RNH Academic Director, Professor Hannes H. Gissurarson, gave a talk about classical liberalism or libertarianism at a leadership course of the European Students for Liberty, for students in grammar schools, senior high schools and colleges, Saturday 13 January 2018 in Kopavogur. The course was organised by Sigurvin Jarl Ármannsson and Magnús Örn Gunnarsson and the other speakers were public relations expert Gisli F. Valdorsson and independent investor Gunnlaugur Jonsson. Gissurarson said that there was no one liberalism: each liberal followed his own liberalism. In some ways however liberalism was simply derived from common sense, expressed in popular sayings like that of the Icelandic farmer Einar from Thvera who had observed in early 11th Century that there was a difference between kings, some being good and others bad, and that therefore it was most prudent to do without kings. Gissurarson also recalled the famous words by whaler Loftur Bjarnason: “I can sleep at night, although others do well.”
Gissurarson added that the two historical pillars of classical liberalism were the call by John Locke for constraints on government and the analysis by Adam Smith of a spontaneous order. Modern liberalism was supported by five schools of thought. The Austrian economists, Hayek and Mises, pointed out that the dispersal of knowledge required the dispersal of power and that competition was a discovery process.
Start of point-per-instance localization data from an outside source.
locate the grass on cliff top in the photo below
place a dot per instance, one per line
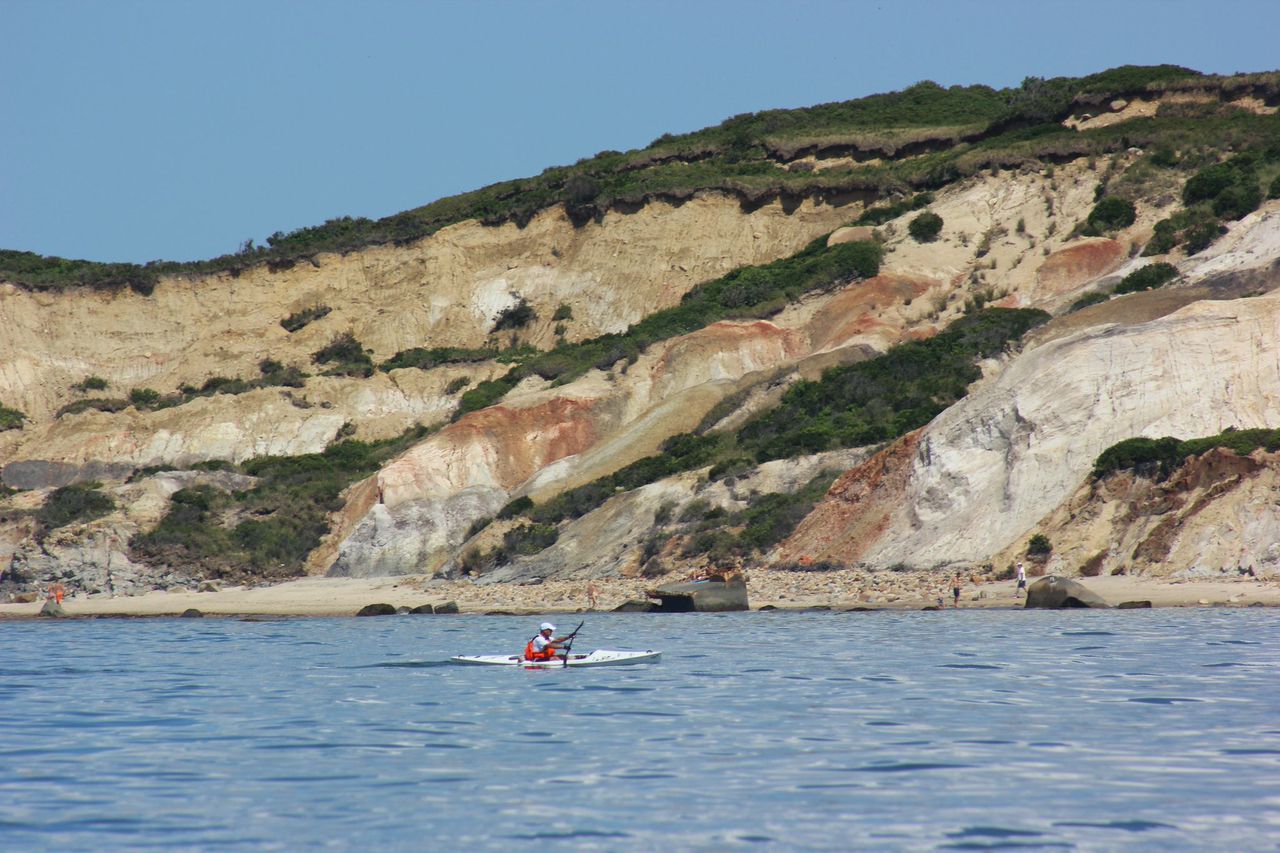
(269, 530)
(72, 503)
(741, 156)
(1159, 457)
(743, 293)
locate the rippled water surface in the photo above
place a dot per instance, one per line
(946, 730)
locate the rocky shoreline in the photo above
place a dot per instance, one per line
(767, 589)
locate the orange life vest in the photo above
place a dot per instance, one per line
(534, 655)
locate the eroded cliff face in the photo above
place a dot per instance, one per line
(970, 487)
(1215, 512)
(977, 482)
(444, 290)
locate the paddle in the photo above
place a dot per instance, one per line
(570, 638)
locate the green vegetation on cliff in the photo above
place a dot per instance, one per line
(851, 406)
(10, 418)
(746, 292)
(919, 138)
(888, 396)
(73, 503)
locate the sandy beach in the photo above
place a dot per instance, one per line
(766, 588)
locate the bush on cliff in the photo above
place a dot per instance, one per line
(926, 227)
(73, 503)
(922, 137)
(885, 397)
(1112, 213)
(1159, 457)
(1147, 278)
(347, 356)
(745, 292)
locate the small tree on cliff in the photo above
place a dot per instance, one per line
(926, 227)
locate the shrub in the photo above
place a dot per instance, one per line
(10, 419)
(1238, 200)
(1202, 236)
(346, 355)
(97, 404)
(1207, 183)
(72, 503)
(277, 374)
(1176, 229)
(1091, 299)
(1038, 546)
(478, 525)
(1150, 456)
(515, 316)
(425, 359)
(300, 319)
(926, 227)
(526, 541)
(144, 397)
(90, 383)
(520, 506)
(1147, 278)
(1112, 213)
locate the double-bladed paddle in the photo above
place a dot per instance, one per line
(570, 638)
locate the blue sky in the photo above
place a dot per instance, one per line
(142, 129)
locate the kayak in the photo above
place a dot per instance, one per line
(599, 657)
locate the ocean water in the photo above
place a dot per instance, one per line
(886, 730)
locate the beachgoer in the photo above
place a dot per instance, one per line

The Chicago economists, Friedman, Stigler, Becker and Coase, taught that pricing was often superior to taxing. The Virginia economists, Buchanan and Tullock, revived the old working hypothesis that individuals were mostly concerned with their own interests, in politics as well as in business. Fourthly, liberalism was supported by philosophers such as Karl R. Popper who expounded ‘negative utilitarianism’ which consisted in minimising social evils (of which men had clear ideas) instead of maximising happiness (an elusive concept) and Robert Nozick who argued for a minimal state and income distribution by choice. Fifthly, best-selling author Ayn Rand expressed radical individualism in her novels, three of which had been published in Icelandic, Atlas Shrugged, The Fountainhead and We the Living.
Gissurarson’s talk at the course in Kopavogur formed a part of the joint project by RNH and ACRE, the Alliance of Conservatives and Reformists in Europe, on “Europe, Iceland and the Future of Capitalism.’